Death of the Urdu Copywriter
The second and even bigger problem is that people do not even think Urdu is important or a skill worth having. In 2004, ad agencies had an Urdu copywriter who was an expert in his field and English copywriters were junior resources and usually part of the copy teams headed by an Urdu expert. More often than not, copy was written in Urdu and translated into English. Today, ad agencies have copywriters; there are no Urdu or English copywriters – just copywriters. Pitch decks are made in English, concepts are written and thought in English and if needed, translated into Urdu using English script. How then can one expect Urdu to exist or flourish in advertising?

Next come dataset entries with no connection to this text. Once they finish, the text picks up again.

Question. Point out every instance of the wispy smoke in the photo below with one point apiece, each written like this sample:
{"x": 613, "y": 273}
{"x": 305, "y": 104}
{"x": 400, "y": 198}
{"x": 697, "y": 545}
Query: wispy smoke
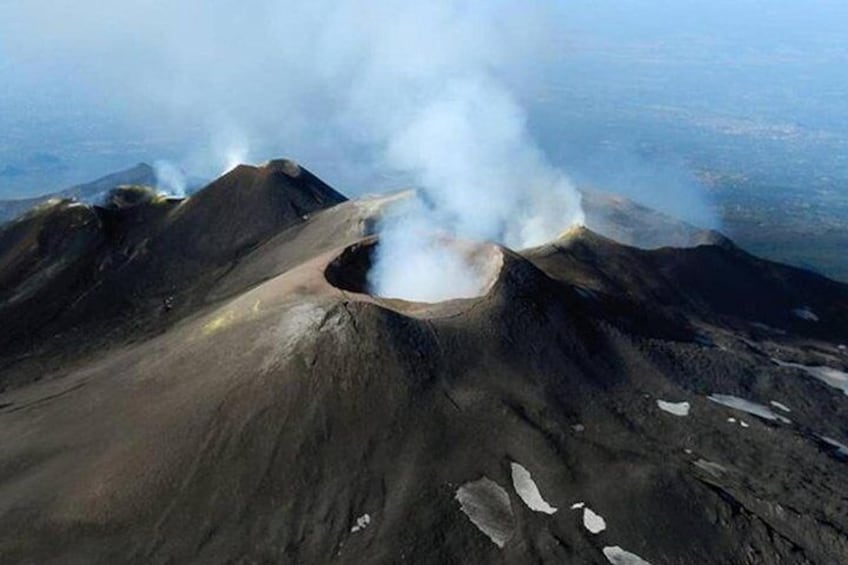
{"x": 429, "y": 91}
{"x": 170, "y": 179}
{"x": 482, "y": 177}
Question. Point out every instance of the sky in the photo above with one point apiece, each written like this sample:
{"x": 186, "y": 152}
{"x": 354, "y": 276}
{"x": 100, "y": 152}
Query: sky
{"x": 638, "y": 96}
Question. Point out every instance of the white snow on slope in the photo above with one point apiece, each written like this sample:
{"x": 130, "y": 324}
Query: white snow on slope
{"x": 618, "y": 556}
{"x": 832, "y": 377}
{"x": 747, "y": 406}
{"x": 593, "y": 522}
{"x": 806, "y": 313}
{"x": 780, "y": 406}
{"x": 361, "y": 523}
{"x": 487, "y": 505}
{"x": 526, "y": 488}
{"x": 676, "y": 408}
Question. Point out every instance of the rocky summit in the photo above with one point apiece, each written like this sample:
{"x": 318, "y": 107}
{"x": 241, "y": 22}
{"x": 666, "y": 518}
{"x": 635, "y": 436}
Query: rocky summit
{"x": 209, "y": 380}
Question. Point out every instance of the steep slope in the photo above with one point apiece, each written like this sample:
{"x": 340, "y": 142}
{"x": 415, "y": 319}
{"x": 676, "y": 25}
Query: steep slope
{"x": 144, "y": 262}
{"x": 290, "y": 417}
{"x": 141, "y": 174}
{"x": 630, "y": 223}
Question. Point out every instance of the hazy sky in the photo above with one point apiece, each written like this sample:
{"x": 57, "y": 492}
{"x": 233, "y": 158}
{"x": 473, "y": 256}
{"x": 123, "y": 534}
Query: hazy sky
{"x": 638, "y": 94}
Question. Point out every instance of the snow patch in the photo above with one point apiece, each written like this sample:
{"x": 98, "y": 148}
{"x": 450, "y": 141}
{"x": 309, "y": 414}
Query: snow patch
{"x": 780, "y": 406}
{"x": 806, "y": 313}
{"x": 618, "y": 556}
{"x": 361, "y": 523}
{"x": 831, "y": 377}
{"x": 747, "y": 406}
{"x": 487, "y": 505}
{"x": 526, "y": 488}
{"x": 593, "y": 522}
{"x": 676, "y": 408}
{"x": 710, "y": 467}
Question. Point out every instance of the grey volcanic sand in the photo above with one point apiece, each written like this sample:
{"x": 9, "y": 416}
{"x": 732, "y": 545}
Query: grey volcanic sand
{"x": 208, "y": 382}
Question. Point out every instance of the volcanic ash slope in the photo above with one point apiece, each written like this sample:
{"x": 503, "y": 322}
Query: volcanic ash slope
{"x": 278, "y": 413}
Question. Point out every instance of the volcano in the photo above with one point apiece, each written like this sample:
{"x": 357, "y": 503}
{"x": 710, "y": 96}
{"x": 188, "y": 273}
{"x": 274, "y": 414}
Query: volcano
{"x": 209, "y": 380}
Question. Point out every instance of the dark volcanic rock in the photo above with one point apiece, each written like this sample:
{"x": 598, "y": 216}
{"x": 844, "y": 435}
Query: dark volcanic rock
{"x": 280, "y": 414}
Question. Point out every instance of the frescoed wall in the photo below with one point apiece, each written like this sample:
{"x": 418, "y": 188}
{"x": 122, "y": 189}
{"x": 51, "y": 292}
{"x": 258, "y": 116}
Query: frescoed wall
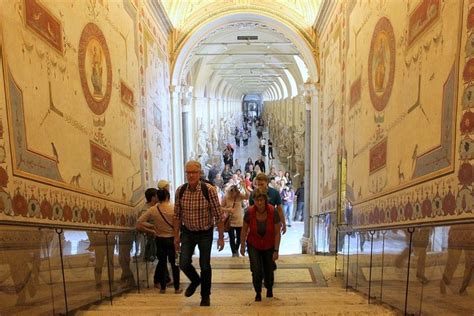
{"x": 399, "y": 79}
{"x": 84, "y": 111}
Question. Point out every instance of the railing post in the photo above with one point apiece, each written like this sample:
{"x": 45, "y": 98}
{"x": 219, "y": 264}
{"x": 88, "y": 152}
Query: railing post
{"x": 357, "y": 260}
{"x": 372, "y": 232}
{"x": 146, "y": 263}
{"x": 317, "y": 234}
{"x": 106, "y": 233}
{"x": 337, "y": 248}
{"x": 135, "y": 233}
{"x": 384, "y": 232}
{"x": 48, "y": 255}
{"x": 410, "y": 231}
{"x": 59, "y": 231}
{"x": 348, "y": 251}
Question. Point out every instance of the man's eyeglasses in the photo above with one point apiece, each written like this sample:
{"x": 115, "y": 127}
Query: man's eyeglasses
{"x": 193, "y": 172}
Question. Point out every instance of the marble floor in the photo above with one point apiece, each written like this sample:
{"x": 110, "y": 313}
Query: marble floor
{"x": 304, "y": 285}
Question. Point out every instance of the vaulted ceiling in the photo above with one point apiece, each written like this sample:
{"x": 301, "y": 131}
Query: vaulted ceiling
{"x": 247, "y": 56}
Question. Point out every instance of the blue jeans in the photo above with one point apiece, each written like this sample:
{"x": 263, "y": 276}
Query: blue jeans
{"x": 234, "y": 239}
{"x": 165, "y": 251}
{"x": 287, "y": 210}
{"x": 189, "y": 240}
{"x": 299, "y": 214}
{"x": 261, "y": 265}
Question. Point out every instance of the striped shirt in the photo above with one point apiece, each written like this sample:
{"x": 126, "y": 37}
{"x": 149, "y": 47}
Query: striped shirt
{"x": 194, "y": 211}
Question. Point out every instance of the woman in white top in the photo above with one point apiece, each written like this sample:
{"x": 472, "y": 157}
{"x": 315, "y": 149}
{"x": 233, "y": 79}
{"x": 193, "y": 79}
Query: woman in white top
{"x": 232, "y": 205}
{"x": 162, "y": 216}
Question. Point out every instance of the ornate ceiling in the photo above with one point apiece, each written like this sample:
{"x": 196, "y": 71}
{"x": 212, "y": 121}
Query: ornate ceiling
{"x": 265, "y": 64}
{"x": 183, "y": 12}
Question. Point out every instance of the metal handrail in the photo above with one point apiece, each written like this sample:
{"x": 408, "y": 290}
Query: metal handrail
{"x": 60, "y": 229}
{"x": 65, "y": 226}
{"x": 402, "y": 226}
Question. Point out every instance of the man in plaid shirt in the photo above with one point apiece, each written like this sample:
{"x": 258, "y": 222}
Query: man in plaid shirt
{"x": 194, "y": 218}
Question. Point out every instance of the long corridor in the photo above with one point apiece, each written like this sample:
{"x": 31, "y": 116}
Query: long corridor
{"x": 290, "y": 242}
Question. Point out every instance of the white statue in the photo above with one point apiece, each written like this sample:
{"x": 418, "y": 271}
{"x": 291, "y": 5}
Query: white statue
{"x": 299, "y": 140}
{"x": 201, "y": 139}
{"x": 214, "y": 139}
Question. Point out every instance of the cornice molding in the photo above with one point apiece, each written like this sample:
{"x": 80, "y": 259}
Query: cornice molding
{"x": 325, "y": 11}
{"x": 159, "y": 13}
{"x": 306, "y": 33}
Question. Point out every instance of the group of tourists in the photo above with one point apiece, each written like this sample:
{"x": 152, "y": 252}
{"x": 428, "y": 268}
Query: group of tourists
{"x": 190, "y": 221}
{"x": 253, "y": 205}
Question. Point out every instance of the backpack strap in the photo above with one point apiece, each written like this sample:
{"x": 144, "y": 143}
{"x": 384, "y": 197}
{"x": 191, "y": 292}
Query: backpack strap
{"x": 162, "y": 216}
{"x": 205, "y": 191}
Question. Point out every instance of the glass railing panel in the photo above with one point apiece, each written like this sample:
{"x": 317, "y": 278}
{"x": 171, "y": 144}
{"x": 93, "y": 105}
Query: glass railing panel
{"x": 341, "y": 251}
{"x": 352, "y": 261}
{"x": 322, "y": 232}
{"x": 125, "y": 275}
{"x": 363, "y": 273}
{"x": 395, "y": 267}
{"x": 146, "y": 260}
{"x": 27, "y": 284}
{"x": 378, "y": 259}
{"x": 448, "y": 270}
{"x": 85, "y": 267}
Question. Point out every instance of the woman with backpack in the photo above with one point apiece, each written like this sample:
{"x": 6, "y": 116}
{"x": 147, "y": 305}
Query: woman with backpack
{"x": 162, "y": 216}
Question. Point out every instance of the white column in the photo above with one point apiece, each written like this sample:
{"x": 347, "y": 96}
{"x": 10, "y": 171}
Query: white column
{"x": 178, "y": 164}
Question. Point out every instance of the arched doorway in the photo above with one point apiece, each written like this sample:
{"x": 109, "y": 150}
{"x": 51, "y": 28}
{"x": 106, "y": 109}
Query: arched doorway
{"x": 204, "y": 81}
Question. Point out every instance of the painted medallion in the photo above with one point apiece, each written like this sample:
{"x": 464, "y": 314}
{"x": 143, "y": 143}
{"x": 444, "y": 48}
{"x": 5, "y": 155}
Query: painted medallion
{"x": 381, "y": 64}
{"x": 95, "y": 68}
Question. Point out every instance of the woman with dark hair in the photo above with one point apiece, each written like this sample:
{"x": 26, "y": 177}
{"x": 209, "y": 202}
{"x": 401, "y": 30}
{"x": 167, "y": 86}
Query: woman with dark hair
{"x": 162, "y": 217}
{"x": 248, "y": 164}
{"x": 232, "y": 205}
{"x": 287, "y": 178}
{"x": 261, "y": 231}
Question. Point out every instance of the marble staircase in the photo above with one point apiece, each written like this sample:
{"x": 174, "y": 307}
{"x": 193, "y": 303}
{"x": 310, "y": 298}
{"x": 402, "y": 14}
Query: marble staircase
{"x": 234, "y": 297}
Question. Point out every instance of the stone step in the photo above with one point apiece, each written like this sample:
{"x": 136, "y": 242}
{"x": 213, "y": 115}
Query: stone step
{"x": 265, "y": 308}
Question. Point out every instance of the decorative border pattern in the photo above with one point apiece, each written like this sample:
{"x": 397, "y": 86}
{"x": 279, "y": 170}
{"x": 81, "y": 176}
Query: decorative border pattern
{"x": 101, "y": 159}
{"x": 32, "y": 201}
{"x": 90, "y": 32}
{"x": 383, "y": 26}
{"x": 355, "y": 92}
{"x": 378, "y": 156}
{"x": 126, "y": 94}
{"x": 425, "y": 14}
{"x": 44, "y": 24}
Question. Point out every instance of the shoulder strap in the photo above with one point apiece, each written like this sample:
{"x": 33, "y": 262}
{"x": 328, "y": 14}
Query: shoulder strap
{"x": 205, "y": 190}
{"x": 164, "y": 218}
{"x": 181, "y": 190}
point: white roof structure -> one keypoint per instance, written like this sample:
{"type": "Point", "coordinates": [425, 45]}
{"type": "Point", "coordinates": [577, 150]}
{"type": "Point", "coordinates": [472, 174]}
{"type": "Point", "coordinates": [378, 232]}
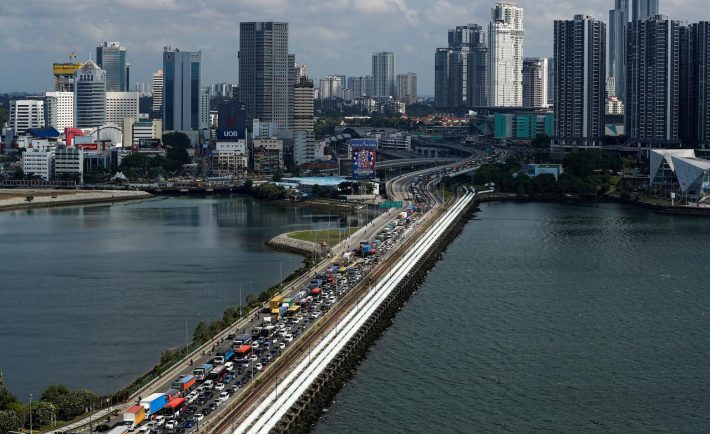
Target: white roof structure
{"type": "Point", "coordinates": [688, 170]}
{"type": "Point", "coordinates": [659, 155]}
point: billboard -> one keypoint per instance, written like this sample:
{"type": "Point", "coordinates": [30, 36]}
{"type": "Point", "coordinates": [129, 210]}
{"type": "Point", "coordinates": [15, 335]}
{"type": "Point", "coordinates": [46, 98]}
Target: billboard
{"type": "Point", "coordinates": [227, 135]}
{"type": "Point", "coordinates": [364, 158]}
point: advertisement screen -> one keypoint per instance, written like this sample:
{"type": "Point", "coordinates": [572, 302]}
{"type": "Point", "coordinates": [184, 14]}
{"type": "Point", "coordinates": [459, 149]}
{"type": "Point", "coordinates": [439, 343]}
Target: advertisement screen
{"type": "Point", "coordinates": [364, 163]}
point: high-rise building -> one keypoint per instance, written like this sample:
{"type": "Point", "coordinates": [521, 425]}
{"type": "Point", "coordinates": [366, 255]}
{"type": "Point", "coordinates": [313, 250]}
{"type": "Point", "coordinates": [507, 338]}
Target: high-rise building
{"type": "Point", "coordinates": [89, 96]}
{"type": "Point", "coordinates": [59, 110]}
{"type": "Point", "coordinates": [383, 74]}
{"type": "Point", "coordinates": [460, 70]}
{"type": "Point", "coordinates": [360, 86]}
{"type": "Point", "coordinates": [158, 94]}
{"type": "Point", "coordinates": [331, 86]}
{"type": "Point", "coordinates": [26, 114]}
{"type": "Point", "coordinates": [303, 105]}
{"type": "Point", "coordinates": [121, 105]}
{"type": "Point", "coordinates": [111, 57]}
{"type": "Point", "coordinates": [301, 72]}
{"type": "Point", "coordinates": [535, 76]}
{"type": "Point", "coordinates": [407, 87]}
{"type": "Point", "coordinates": [64, 76]}
{"type": "Point", "coordinates": [505, 56]}
{"type": "Point", "coordinates": [580, 66]}
{"type": "Point", "coordinates": [695, 84]}
{"type": "Point", "coordinates": [264, 71]}
{"type": "Point", "coordinates": [644, 9]}
{"type": "Point", "coordinates": [181, 89]}
{"type": "Point", "coordinates": [653, 87]}
{"type": "Point", "coordinates": [618, 20]}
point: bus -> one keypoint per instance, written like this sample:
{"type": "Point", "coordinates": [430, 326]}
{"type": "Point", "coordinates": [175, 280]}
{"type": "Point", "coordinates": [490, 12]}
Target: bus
{"type": "Point", "coordinates": [242, 353]}
{"type": "Point", "coordinates": [218, 373]}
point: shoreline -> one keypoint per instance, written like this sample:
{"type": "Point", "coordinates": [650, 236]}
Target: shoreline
{"type": "Point", "coordinates": [60, 198]}
{"type": "Point", "coordinates": [660, 209]}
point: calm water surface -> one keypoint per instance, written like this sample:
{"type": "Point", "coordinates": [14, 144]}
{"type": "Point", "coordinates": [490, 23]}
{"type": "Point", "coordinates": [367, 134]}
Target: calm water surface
{"type": "Point", "coordinates": [90, 296]}
{"type": "Point", "coordinates": [547, 317]}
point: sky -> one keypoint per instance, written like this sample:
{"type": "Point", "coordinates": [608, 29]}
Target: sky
{"type": "Point", "coordinates": [329, 36]}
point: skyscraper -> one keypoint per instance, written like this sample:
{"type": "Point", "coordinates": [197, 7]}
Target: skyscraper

The most unfortunate aspect of all this is that Urdu is no more a specialty. Anyone can write in Urdu. Any English copywriter can write Urdu taglines or dialogues (if someone is smart enough to create a concept where dialogue is required). Otherwise, a visual montage with heavy Urdu words without coherent sentences can always do wonders. Urdu jingles are written by English speaking copywriters. The end result is ‘Baby shor machay ga shor se zyda, party kar ley more se zyada’ – and this unfortunately is one of the better examples – at least it rhymes.
Decline in Reading Habit
Advertisers are not to blame for everything. Unfortunately, and that is the sad reality, there is a decline in reading all over the world. Books have been replaced by screens and screen-time is divided between social media, content, games and music. Reading is at the bottom of the pecking order. Forget anyone else, I used to be a one-book-a-week guy and now I am a one-book-every-six-months guy. If screens are going to replace books, Urdu will suffer way more than English because Urdu reading is limited to Pakistan.
Ranting aside, do I have a solution? I don’t want to be a pessimist, but the truth is advertisers will not switch to Urdu. Their rationale will be that Urdu is not the first language of the majority anymore; at least in terms of reading, if not speaking. As flawed as this argument may appear, there some merit for this rationale, particularly among the younger generation. The only way any of this can change is if the entire advertising industry decides to switch to Urdu as the first medium of communication. Not Urdu written in English script, but Urdu the language. They will have to bring back Urdu copywriters and give jingles to poets not English medium graduates. I am not being condescending towards a part of the fraternity, it is unfair to expect from them something that they have not studied or experienced.
None of this is going to happen. There is a strong possibility that 25 years from now, there will only be a handful of people who will know how to write Urdu. It will be a sad time to live in, but it’s okay. We will survive. We have survived Corona, haven’t we?